Güstrow | Schnee und Glätte sorgten gestern und vorgestern weiter für zahlreiche Unfälle. So stieß am Donnerstagnachmittag gegen 15.30 Uhr ein VW-Caddy in Knegendorf mit einem Linienbus der Güstrower Omnibus GmbH zusammen. Der Bus kam aus Knegendorf und befuhr die Kreisstraße in Richtung Recknitz. In einer Linkskurve kam des Busfahrer auf seiner Fahrbahnseite der VW-Caddy entgegen. Trotz eines Ausweichmanövers stießen beide Fahrzeuge zusammen. Der 59-jährige Fahrer des VW-Caddy aus Güs trow wurde schwer verletzt. Im Bus befanden sich keine Fahrgäste. Der Busfahrer blieb unverletzt. Am Bus und am Caddy entstand ein Schaden von jeweils 5000 Euro. Außerdem saß am Donnerstagnachmittag ein Bus bei Gnemern fest.

Auch hier war eine nicht geräumte Straße der Grund. So sieht es jedenfalls die Omnibus GmbH. Einsatzleiter Walter Lestin: "Gerade die Straße Diekhof-Knegendorf bereitet immer wieder Probleme. Das war Donnerstag nicht das erste Mal." Ansonsten waren für die OVG-Busfahrer, die bei jedem Wetter unterwegs sein müssen, die Straßen in Ordnung.
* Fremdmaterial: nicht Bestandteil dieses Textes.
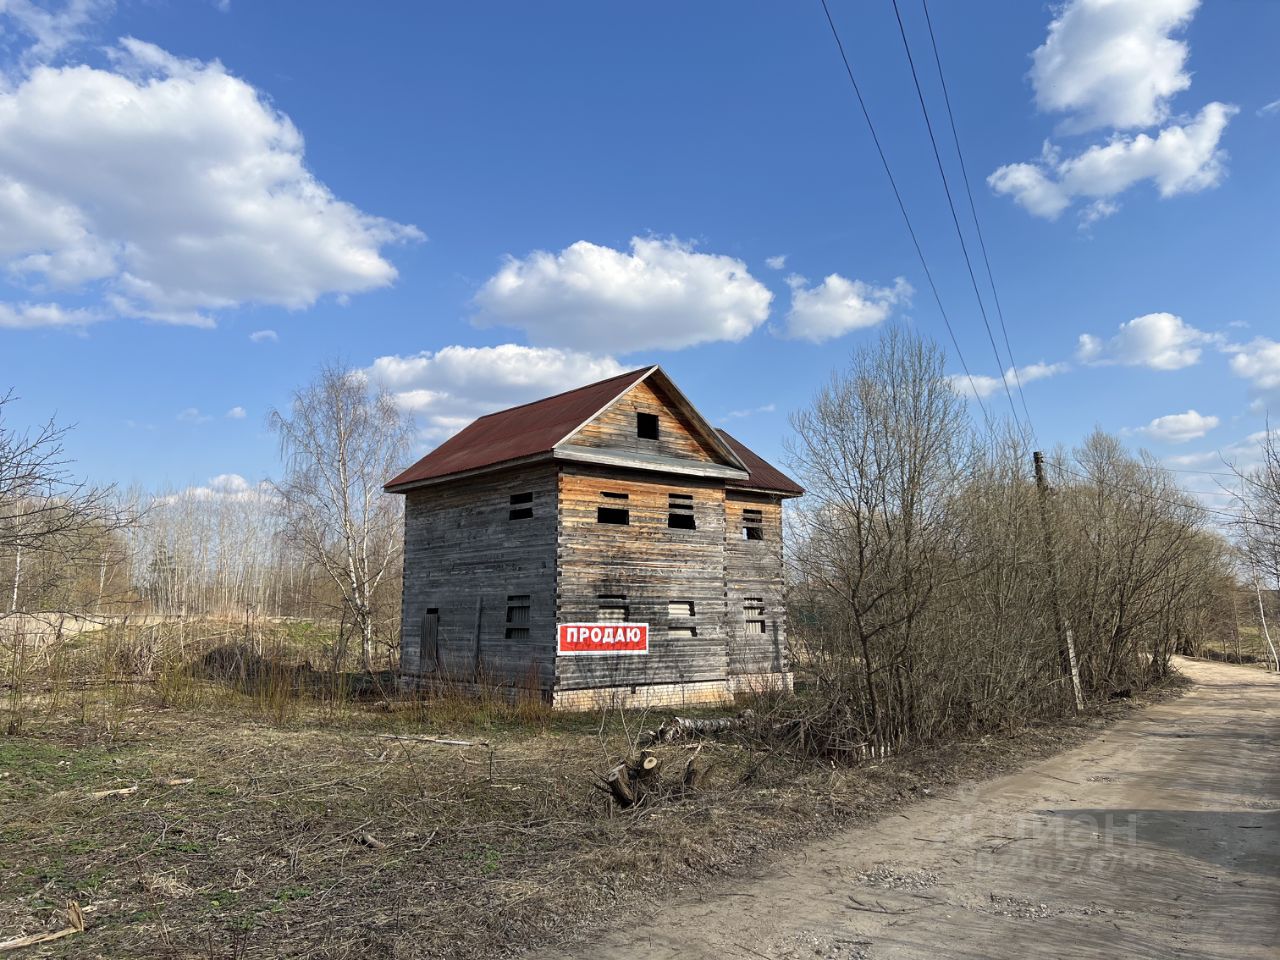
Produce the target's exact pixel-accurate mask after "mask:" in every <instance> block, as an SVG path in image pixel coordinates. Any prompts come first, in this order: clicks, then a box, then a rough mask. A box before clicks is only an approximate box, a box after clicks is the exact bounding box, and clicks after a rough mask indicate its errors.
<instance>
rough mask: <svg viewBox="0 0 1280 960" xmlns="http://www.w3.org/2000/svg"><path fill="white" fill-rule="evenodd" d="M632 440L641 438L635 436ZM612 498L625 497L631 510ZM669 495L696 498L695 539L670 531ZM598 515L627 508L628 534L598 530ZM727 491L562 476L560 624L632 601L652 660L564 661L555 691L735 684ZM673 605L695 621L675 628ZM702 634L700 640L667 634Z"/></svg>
mask: <svg viewBox="0 0 1280 960" xmlns="http://www.w3.org/2000/svg"><path fill="white" fill-rule="evenodd" d="M631 429H632V433H634V428H631ZM604 492H609V493H623V494H627V499H626V500H621V499H613V498H605V497H604V495H603V494H604ZM671 494H685V495H691V497H692V503H694V516H695V521H696V529H695V530H678V529H671V527H668V526H667V516H668V507H669V495H671ZM599 507H612V508H625V509H627V511H628V512H630V521H631V522H630V524H628V525H627V526H621V525H612V524H599V522H596V509H598V508H599ZM724 544H726V532H724V489H723V484H722V483H718V481H710V480H708V481H703V480H696V479H682V477H681V479H677V477H664V476H660V475H653V474H650V475H645V474H640V472H635V471H618V470H602V468H594V467H590V466H585V465H584V466H577V465H573V466H563V467H562V470H561V476H559V530H558V568H559V575H558V580H557V609H558V617H559V622H562V623H571V622H595V621H596V620H598V613H599V605H600V600H599V598H600V596H602V595H623V596H626V605H627V618H628V620H630V621H631V622H639V623H649V626H650V637H649V654H648V655H641V657H627V655H618V657H595V655H590V657H561V658H559V659H558V660H557V667H556V672H557V687H558V689H582V687H593V686H628V685H643V684H659V682H691V681H703V680H717V678H723V677H724V676H727V669H728V653H727V645H726V635H724V618H726V607H724ZM671 602H691V603H692V604H694V614H695V616H694V618H692V620H687V618H678V620H676V621H671V620H669V617H668V604H669V603H671ZM672 623H675V625H677V626H695V627H696V630H698V635H696V636H691V637H690V636H672V635H671V632H669V630H668V627H669V626H671V625H672Z"/></svg>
Aber ohne Stopps und Ausfälle ging es trotzdem nicht ab. So sorgte gestern zwischen 5 und 7.30 Uhr eine defekte Schranke am Bahnübergang Lüssow dafür, dass drei Busse nicht vor und zurück fahren konnten. Die Fahrgäste kamen alle zu spät an ihr Ziel, mussten allerdings in den Bussen wenigstens nicht frieren.

Auch wenn die Busfahrer mit dem Zustand der Straßen zufrieden waren, traf das gestern ganz bestimmt nicht für die Hafenstraße in Güstrow zu. Sieben Auffahrunfälle ereigneten sich fast im Minutentakt. Für Siegfried Zeden, der dort ein Haus hat, eine Unverschämtheit, dass eine städtische Straße nicht ordnungsgemäß gestreut war. Kritik kam auch von der Polizei. Dann müsse Veolia als verantwortlicher Betrieb anders reagieren, hieß es. Veolia konnte mit ihren Fahrzeugen mit Schiebeschild wegen der parkenden Fahrzeuge nicht durch durch die Straße fahren. So wurde Salz gestreut. Das förderte auf der Pflasterstraße aber die Glätte. Kommentar eines Polizisten: "Dann muss man auch mal zu Schaufel und zu Kies greifen." Insgesamt ereigneten sich gestern in Güstrow 14 Unfälle. Verletzt wurde keiner.